Che cosa odi del tuo mestiere?
«Sei sempre in giro ma non vedi niente, un giorno e via, tre voli alla settimana, sempre con la valigia. E non mi piace come la gente ci vede, come fossimo sempre fuori a fare la bella vita».
Come ti sei fatto quella cicatrice sulla guancia?
«Giocando con Gris, il gatto, ha la mia età, siamo cresciuti insieme, anche lei ha le mie stesse cicatrici».
È vero che le modelle vengono pagate di più? Ti sembra giusto?

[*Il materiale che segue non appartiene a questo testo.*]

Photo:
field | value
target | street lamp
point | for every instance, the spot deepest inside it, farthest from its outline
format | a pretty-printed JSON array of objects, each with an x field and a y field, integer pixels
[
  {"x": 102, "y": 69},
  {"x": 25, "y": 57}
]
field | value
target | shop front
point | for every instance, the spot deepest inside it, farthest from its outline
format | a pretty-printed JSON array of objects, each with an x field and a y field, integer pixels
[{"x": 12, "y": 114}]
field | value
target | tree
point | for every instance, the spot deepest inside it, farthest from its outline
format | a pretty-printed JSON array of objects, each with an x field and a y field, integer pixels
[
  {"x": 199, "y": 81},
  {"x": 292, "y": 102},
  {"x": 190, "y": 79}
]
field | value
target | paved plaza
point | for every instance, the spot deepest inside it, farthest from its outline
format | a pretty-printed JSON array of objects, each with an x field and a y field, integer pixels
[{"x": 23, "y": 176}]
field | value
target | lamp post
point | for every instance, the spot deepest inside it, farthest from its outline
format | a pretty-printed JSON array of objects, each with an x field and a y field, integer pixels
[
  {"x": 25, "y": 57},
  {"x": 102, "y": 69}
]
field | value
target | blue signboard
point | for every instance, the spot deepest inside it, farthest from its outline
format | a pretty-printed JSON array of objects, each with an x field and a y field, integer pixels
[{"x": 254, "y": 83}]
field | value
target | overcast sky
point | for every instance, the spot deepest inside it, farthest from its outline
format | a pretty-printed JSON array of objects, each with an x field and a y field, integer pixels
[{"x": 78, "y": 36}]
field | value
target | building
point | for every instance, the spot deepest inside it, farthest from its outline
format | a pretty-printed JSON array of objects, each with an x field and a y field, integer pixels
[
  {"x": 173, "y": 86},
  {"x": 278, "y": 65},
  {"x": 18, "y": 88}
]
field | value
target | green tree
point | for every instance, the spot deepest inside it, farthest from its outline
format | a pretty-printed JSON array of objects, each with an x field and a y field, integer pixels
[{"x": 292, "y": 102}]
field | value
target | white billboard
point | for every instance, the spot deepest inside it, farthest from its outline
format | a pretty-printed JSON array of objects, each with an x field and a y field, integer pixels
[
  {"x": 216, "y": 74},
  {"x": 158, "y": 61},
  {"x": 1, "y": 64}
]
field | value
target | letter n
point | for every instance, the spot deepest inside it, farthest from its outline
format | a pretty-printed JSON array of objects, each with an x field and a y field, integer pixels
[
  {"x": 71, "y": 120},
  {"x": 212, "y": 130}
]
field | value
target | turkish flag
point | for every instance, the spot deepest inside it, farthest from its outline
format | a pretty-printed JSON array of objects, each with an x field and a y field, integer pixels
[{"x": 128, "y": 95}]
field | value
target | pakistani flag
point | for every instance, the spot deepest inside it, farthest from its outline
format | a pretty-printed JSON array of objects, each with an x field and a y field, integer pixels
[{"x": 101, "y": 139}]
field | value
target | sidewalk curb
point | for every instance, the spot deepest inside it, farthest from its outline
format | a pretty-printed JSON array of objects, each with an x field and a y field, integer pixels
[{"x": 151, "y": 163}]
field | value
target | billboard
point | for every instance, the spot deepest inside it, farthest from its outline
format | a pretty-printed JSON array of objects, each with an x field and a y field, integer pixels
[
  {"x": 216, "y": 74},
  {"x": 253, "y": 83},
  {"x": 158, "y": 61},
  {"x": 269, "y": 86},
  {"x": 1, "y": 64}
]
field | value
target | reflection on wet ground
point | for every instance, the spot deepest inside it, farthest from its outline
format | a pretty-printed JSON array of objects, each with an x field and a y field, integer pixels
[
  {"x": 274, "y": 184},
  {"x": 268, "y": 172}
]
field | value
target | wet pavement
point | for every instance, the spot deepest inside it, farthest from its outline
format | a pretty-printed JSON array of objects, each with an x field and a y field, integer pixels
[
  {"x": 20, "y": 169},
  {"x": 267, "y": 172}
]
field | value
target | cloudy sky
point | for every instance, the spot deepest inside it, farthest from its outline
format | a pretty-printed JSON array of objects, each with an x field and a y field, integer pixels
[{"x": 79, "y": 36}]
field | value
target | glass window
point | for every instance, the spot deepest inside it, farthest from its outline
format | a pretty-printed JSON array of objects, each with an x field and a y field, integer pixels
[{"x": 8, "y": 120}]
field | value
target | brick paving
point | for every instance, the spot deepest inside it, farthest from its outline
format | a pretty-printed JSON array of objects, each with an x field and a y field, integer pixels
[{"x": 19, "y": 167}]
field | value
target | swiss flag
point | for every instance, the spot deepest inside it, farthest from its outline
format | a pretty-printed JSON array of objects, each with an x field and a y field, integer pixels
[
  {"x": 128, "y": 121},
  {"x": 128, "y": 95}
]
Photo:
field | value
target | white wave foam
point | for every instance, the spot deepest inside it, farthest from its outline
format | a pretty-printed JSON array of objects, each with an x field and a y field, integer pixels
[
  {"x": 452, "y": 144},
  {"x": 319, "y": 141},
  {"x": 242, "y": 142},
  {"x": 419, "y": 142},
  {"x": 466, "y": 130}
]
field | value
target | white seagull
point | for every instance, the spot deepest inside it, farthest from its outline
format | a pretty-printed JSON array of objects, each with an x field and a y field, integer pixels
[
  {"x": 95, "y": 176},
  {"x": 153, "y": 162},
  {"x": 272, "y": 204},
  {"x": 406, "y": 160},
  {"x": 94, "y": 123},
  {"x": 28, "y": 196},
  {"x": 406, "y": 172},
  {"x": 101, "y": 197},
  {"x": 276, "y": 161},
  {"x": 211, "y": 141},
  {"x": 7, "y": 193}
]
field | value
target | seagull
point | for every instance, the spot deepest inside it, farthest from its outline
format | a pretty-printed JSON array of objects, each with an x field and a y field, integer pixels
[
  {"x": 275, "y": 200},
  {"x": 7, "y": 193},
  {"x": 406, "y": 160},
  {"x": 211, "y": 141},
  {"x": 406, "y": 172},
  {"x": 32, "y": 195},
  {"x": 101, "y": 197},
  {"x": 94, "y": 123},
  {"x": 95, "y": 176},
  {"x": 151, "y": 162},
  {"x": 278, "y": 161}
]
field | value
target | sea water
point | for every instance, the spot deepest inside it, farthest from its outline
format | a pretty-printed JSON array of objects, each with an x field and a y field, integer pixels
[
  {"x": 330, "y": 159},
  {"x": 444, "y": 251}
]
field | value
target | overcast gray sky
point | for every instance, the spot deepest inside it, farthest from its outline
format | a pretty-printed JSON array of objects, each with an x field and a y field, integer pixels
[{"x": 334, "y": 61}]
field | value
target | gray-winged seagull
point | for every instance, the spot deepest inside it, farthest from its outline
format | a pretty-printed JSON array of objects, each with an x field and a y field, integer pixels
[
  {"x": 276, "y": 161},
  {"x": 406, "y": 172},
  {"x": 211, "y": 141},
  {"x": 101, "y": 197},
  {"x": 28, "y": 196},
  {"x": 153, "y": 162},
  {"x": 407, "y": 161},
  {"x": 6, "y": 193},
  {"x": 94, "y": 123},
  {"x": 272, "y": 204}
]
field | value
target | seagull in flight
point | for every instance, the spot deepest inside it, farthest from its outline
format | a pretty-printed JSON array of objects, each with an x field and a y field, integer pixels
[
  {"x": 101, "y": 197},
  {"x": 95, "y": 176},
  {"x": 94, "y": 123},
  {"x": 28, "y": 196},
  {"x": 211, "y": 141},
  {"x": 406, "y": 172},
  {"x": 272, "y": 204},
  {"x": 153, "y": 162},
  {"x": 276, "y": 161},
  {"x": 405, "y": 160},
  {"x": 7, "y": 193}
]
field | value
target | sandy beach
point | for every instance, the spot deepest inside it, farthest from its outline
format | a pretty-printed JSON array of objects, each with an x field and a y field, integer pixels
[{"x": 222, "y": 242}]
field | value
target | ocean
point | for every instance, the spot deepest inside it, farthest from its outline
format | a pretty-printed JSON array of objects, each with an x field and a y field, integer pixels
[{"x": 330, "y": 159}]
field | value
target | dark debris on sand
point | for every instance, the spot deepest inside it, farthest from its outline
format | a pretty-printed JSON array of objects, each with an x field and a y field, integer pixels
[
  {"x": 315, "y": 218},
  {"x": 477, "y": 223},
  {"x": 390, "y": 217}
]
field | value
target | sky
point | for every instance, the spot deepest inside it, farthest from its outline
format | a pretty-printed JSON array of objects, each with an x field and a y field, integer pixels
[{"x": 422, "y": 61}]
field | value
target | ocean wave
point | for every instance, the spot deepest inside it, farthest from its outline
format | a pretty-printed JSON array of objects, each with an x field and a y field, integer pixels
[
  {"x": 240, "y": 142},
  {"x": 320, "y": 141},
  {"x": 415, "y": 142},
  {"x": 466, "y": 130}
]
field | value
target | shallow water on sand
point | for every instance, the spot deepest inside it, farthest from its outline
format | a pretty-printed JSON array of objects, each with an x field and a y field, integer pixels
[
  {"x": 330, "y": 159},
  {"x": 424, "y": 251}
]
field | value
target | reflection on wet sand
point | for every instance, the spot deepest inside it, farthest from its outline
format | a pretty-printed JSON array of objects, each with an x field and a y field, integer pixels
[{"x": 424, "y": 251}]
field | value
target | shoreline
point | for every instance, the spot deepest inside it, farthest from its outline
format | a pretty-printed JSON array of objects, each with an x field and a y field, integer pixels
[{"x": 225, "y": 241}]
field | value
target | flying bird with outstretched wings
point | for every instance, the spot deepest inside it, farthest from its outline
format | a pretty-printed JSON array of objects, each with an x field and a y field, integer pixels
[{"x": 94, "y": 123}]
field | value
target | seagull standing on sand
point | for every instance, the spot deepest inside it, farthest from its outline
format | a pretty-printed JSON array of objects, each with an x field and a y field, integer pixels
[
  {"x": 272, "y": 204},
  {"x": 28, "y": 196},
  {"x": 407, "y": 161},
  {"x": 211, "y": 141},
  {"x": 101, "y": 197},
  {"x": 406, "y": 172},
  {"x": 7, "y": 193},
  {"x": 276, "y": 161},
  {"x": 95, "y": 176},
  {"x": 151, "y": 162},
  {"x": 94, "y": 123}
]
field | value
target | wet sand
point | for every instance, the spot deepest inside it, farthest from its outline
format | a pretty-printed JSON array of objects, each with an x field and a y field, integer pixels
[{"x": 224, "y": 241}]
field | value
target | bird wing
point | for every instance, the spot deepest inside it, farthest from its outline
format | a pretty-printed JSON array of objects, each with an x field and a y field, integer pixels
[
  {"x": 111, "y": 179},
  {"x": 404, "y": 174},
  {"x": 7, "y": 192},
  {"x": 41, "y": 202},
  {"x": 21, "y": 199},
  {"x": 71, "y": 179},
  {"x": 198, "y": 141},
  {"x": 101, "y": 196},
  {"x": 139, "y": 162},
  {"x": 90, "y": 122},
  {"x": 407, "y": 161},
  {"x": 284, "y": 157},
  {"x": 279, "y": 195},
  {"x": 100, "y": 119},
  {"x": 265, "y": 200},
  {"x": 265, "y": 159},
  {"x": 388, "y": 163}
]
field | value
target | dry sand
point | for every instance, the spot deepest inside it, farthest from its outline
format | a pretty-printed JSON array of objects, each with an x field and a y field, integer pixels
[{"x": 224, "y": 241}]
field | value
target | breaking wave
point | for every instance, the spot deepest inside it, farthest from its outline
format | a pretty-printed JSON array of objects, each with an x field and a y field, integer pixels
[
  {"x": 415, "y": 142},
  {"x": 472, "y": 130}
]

«È vero e ha un senso. Prendi la scarpiera di un uomo e quella di una donna. Un uomo ha tre paia di scarpe, le ragazze mille. Spendono di più».
Alcol e droga, ne gira tanta di droga?
«Come ovunque, pure meno. Anche l’anoressia, è un discorso banalizzato. Il nostro lavoro è il nostro corpo, devi essere in forma, la pelle del viso risente subito di disturbi e malessere, i ritmi ai quali siamo sottoposti sono serrati, devi stare attento, la disciplina è basilare».
Hobby?
«Videogames, gioco a tutto, mi piace guardare film d’azione americani, ho un’applicazione Netflix fantastica. I film italiani meno, solo i comici, Checco Zalone, Enrico Brignano. Adoro lo sport, bicicletta e calcio. Sono juventino perso, felice per lo scudetto, dispiaciuto per la Champions. Orgoglioso di essere “gobbo”».
Da voi i raccomandati esistono?
«La raccomandazione serve all’inizio per spingerti ma poi devi piacere ai clienti, altrimenti niente. Come un calciatore, pure se conosce il manager di una squadra, ma poi è una pippa e non segna, festa finita».